In reality, for the sheathing to separate from the studs and allow a racking failure, the entire sheet would have to. That includes field nailing. Again, I wouldn't want to quantify it, but they are there, they have resistance, and they will have to fail along with the rest of it. Lab testing seems to have proven this out.

RE: Diaphragm shear vs boundary nailing

Quote (masterdesign)

You mention the 1.4 factor "can apply to the fastener". I agree this factor applies to the assembly as a whole, of which the nail is part of. I have never seen this factor applied to the design of an individual fastener; however, if we could assume it did apply to the design of the boundary nailing within the diaphragm assembly (which is what I believe you are saying), that would resolve the question I have posed. I want to believe, but I don't see this in any literature. It would need to be an engineering judgement call. Maybe it is the right one.

You are correct that I was referring to the boundary nailing for the "applies to the fastener". I went down this same rabbit hole a month ago, just proving to myself that the nails I put in a collector would indeed hit the shear values given in the tables (so I ended up calcing my nail as Z' * 1.6 (Cd) * 140%). Using the 40% increase got me to the values in the table.

As a matter of fact, I misspoke, the 40% increase in IBC Section 2306.2 is applicable to only the staple charts listed; the sentence right after referring you to ESR-1539 for nails.... Looking at ESR-1539, there is a 1.4 difference between the wind and seismic values. And, like you mentioned, the 1.4 is covered in the omega factor in SPDWS. It'd be nice to see some published literature speaking of the 1.4.
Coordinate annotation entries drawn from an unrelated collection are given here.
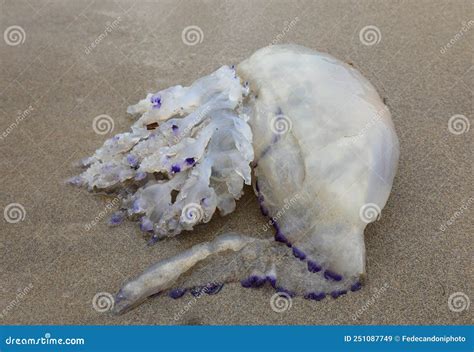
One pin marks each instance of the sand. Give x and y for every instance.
(52, 266)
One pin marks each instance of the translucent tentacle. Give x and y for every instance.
(188, 154)
(232, 258)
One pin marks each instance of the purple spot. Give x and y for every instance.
(213, 288)
(116, 218)
(313, 266)
(132, 160)
(279, 237)
(315, 296)
(284, 290)
(156, 101)
(136, 208)
(272, 280)
(190, 161)
(260, 281)
(154, 239)
(197, 291)
(331, 275)
(336, 294)
(177, 293)
(298, 253)
(140, 176)
(276, 226)
(356, 287)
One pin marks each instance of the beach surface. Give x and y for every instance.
(76, 60)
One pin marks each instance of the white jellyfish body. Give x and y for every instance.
(324, 155)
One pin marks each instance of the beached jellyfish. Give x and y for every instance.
(307, 130)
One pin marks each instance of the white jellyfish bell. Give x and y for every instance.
(323, 151)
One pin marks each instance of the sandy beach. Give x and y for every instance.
(68, 62)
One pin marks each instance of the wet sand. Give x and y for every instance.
(52, 266)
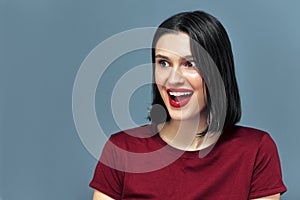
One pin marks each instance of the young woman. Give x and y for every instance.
(194, 149)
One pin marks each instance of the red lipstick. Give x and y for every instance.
(179, 97)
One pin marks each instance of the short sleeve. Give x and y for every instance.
(108, 179)
(267, 176)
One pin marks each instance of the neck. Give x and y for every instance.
(182, 134)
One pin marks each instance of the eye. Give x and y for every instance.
(163, 63)
(190, 64)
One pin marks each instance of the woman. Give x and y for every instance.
(194, 150)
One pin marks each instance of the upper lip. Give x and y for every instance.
(180, 90)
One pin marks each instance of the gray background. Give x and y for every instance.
(43, 43)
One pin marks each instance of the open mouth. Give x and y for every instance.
(179, 97)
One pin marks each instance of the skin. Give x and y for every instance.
(175, 68)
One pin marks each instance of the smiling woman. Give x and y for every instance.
(212, 157)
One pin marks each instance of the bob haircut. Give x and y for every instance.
(210, 34)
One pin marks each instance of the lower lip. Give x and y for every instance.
(180, 104)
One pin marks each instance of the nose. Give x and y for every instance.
(175, 77)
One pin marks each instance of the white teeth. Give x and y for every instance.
(180, 93)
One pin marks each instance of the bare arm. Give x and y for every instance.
(100, 196)
(272, 197)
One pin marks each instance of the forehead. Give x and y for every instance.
(175, 43)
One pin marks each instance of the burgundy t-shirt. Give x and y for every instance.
(138, 164)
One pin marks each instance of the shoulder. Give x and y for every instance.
(248, 138)
(249, 134)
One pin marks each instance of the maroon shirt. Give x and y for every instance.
(244, 164)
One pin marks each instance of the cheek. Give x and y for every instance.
(195, 80)
(161, 76)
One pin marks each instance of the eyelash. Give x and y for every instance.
(188, 64)
(160, 62)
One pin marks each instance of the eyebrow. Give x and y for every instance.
(166, 57)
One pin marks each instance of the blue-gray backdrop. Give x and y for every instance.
(43, 43)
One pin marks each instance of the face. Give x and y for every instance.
(177, 77)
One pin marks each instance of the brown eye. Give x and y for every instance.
(163, 63)
(190, 64)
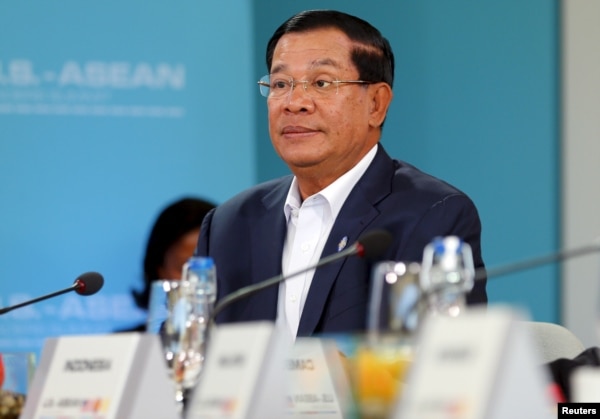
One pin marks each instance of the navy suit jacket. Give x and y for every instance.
(245, 237)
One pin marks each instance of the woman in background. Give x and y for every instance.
(171, 243)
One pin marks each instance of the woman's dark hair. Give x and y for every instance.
(373, 56)
(173, 222)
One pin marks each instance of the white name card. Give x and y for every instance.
(243, 374)
(318, 386)
(480, 364)
(103, 376)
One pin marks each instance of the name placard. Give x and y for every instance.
(317, 384)
(101, 376)
(480, 364)
(243, 375)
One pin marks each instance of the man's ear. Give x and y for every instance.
(381, 97)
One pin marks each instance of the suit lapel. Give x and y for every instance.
(268, 232)
(357, 213)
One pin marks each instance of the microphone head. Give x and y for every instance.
(88, 283)
(373, 243)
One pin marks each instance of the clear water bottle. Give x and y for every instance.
(199, 290)
(447, 275)
(202, 273)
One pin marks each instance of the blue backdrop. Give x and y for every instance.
(110, 110)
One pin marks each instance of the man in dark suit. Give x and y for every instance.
(328, 91)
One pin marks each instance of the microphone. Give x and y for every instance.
(482, 273)
(370, 245)
(86, 284)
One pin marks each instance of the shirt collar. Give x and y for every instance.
(336, 193)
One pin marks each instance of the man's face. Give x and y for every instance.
(321, 136)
RE: Diaphragm shear vs boundary nailing

(OP)
Pham: Thanks for typing that out. It is a good description of why values for an assembly would be higher than values for an individual fastener in the assembly.

I x-posted to this to reddit and got a good comment that helped me see this differently.

Quote (Reddit)

When you do calculations, you make a lot of assumptions and simplifications. Boundary conditions, connection fixity, friction, etc. And since they're assumptions or approximations, we tend to err on the conservative side. Real life testing doesn't make any of those approximations, it just shows you what really happens under real conditions. In an ideal world, testing results would always be higher than calculated results because, like I said, that means that our assumptions are conservative. Making unconservative assumptions without knowing it could be very dangerous.
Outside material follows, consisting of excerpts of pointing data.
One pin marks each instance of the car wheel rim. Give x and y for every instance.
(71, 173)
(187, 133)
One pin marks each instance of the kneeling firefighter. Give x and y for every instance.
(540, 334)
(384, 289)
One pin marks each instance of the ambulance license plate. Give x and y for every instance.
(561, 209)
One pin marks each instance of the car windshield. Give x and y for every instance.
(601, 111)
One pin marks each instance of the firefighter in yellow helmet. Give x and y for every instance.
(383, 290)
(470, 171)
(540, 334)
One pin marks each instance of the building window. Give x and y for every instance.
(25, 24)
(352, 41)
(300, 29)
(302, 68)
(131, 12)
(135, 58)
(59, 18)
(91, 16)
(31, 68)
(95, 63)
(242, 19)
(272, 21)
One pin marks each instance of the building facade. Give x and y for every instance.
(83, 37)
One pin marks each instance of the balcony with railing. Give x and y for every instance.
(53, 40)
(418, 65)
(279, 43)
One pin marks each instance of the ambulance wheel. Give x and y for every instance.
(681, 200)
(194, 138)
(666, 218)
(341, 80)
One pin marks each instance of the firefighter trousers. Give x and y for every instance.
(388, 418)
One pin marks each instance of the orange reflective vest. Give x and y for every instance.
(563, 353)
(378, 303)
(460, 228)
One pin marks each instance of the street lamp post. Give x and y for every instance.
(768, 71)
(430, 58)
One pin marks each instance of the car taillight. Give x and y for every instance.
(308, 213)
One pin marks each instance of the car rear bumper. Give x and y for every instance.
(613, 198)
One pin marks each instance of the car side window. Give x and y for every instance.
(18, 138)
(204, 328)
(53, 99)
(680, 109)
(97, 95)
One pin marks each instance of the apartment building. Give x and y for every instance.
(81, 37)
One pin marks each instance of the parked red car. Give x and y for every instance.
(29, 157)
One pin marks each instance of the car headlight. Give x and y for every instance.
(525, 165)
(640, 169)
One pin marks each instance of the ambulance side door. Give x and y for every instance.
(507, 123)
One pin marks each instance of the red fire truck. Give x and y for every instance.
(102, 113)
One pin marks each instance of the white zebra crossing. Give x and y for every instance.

This made me realize that my original premise - that the boundary nailing values (calculated) should be higher than the diaphragm values (tested) - may actually be backwards! We should want the tested values to be higher than the calculated values, so we know that the calculated values are lower than what it will fail at.

(to be clear, I recognize that the above comment may or may not apply here specifically since we are comparing an assembly to a fastener)
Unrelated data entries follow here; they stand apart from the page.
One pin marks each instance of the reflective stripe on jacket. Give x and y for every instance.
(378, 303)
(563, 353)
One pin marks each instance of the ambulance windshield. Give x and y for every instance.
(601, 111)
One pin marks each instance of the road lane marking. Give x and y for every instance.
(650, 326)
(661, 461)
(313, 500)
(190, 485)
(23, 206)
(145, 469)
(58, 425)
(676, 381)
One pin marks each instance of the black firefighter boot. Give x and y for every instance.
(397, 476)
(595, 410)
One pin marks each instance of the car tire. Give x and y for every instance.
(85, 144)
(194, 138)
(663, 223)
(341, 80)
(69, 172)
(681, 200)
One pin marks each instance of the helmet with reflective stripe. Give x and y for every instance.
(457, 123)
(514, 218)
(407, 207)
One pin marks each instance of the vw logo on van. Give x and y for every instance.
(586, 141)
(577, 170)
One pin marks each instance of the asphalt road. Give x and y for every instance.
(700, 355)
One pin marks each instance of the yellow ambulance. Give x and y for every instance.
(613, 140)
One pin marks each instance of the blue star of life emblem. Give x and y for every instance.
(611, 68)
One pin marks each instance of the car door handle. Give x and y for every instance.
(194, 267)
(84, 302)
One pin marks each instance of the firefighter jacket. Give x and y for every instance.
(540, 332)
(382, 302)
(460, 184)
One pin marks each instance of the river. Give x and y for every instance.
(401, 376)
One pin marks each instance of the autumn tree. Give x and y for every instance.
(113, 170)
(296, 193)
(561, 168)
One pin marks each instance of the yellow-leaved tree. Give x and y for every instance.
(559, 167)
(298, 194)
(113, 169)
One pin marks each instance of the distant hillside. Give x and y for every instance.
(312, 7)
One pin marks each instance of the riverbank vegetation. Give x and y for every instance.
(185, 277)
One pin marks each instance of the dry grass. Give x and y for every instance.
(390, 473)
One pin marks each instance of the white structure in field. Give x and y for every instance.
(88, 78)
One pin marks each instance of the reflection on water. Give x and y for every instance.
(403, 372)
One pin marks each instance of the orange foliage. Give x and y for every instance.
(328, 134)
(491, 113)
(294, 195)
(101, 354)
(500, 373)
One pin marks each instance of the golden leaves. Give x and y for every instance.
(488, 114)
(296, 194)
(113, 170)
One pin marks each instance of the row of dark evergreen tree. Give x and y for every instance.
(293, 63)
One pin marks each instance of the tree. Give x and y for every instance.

RE: Diaphragm shear vs boundary nailing

That's just the edge nails. I mean, look at case 3, if the framing is 24" o.c. you only have 5 nails along that side of the plywood. But the whole sheet has 27 nails - 27*1.6*1.1*95 = 4514 lbs = 564 plf. Only the 5 edge nails is 5*1.6*1.1*95/8 = 105 plf. Reality for a diaphragm is somewhere in between.

RE: Diaphragm shear vs boundary nailing

(OP)
So let's take stock of where we are at.

Diaphragm values (tested)

WIND (from original post)
v strong = 400 plf
v weak = 300 plf

SEISMIC (didn't include these in the original post)
v strong = 285 plf
v weak = 214 plf


Boundary nailing values (calculated)

WIND OR SEISMIC - including diaphragm construction factor
v = 334 plf

WIND - if 1.4 factor which is permitted in diaphragm assembly is applied
v = 468 plf

RE: Diaphragm shear vs boundary nailing

(OP)
Aaron: I believe you are making a comparison between the total nails in the sheet versus the total nails along the transfer length? The force transfer occurs along the boundary edge, where the nails are 6" oc. So along 8 feet you will have 17. Please correct me if I mis-understood your comment.